“Nikkapokka” Pants in Style on the Construction Site (Photos)Culture
The distinctive form of the baggy nikkapokka pants worn by Japanese construction workers catches the eye. Billowing outward below the knee, they taper sharply at the ankles. The pants are an adaptation of the knickerbockers worn by early Dutch settlers in New York, which later became fashionable as sportswear. This is where they take their name, although workers now often shorten it to nikka.
Loose trousers are comfortable for construction site work, which requires repeated standing and squatting. They are particularly important for high-rise tobi workers who are constantly climbing up and down scaffolding. But keeping them tight at the hems prevents them from catching on equipment or tools and causing an accident.
“Strong wind can be hazardous for tobi,” photographer Matsuda Tadao explained, “but some say the baggy material ensures they are immediately aware of it, and that they can even tell which direction it’s blowing in. Others suggest the pants act as an extension of their sense of touch to help avoid anything dangerous sticking out around their feet in a tight space. I’ve even heard crazy stories about them reducing the impact of falls by catching the wind like the flaps of skin used by flying squirrels. But I think the truth is that a lot of construction workers like festivals and showy clothes, so the pants have got wider and longer to make them stand out.”
Nikkapokka are often paired with jikatabi footwear, a sturdier variation on split-toe tabi socks. Rubber-soled jikatabi allow for greater grip and awareness of what is underfoot. This is why they remain popular with workers operating on scaffolding and other high places, even while steel-toed safety boots have become standard at many large construction firms.
A Sense of Reality
Nikkapokka and jikatabi are also being snapped up by cosplayers. The ballooning shape of nikkapokka is considered a perfect match for many anime characters, and jikatabi are essential ninja footwear. The market extends overseas via the Internet, with jikatabi in particular enjoying rising online sales. Some cosplayers like their jikatabi so much they start wearing them in everyday life.

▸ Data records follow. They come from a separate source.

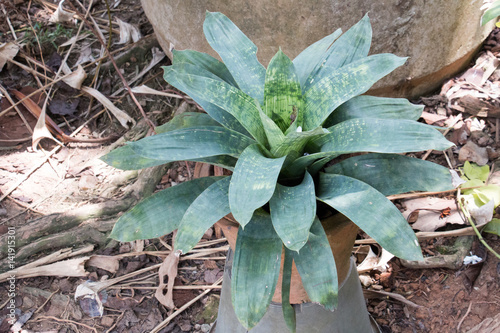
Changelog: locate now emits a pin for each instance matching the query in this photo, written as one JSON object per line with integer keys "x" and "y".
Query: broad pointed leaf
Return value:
{"x": 256, "y": 268}
{"x": 204, "y": 61}
{"x": 381, "y": 136}
{"x": 208, "y": 208}
{"x": 282, "y": 93}
{"x": 161, "y": 213}
{"x": 186, "y": 120}
{"x": 253, "y": 183}
{"x": 339, "y": 85}
{"x": 293, "y": 210}
{"x": 354, "y": 44}
{"x": 221, "y": 94}
{"x": 174, "y": 76}
{"x": 316, "y": 266}
{"x": 372, "y": 212}
{"x": 375, "y": 107}
{"x": 192, "y": 143}
{"x": 288, "y": 310}
{"x": 394, "y": 174}
{"x": 311, "y": 57}
{"x": 237, "y": 52}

To avoid the feeling of a clothing catalogue, Matsuda chose to take pictures of the construction workers on site. The lingering sweat and dirt of the day’s efforts gives each photo a sense of reality. He assembled a simple set with a black background to bring out the workers’ individuality.
Construction is often considered to be what is known in Japanese as a “3K” job as it is kiken (dangerous), kitanai (dirty), and kitsui (demanding). One of the workers told Matsuda that through his photographs he had added another “K” in making them kakkoii, or “cool.”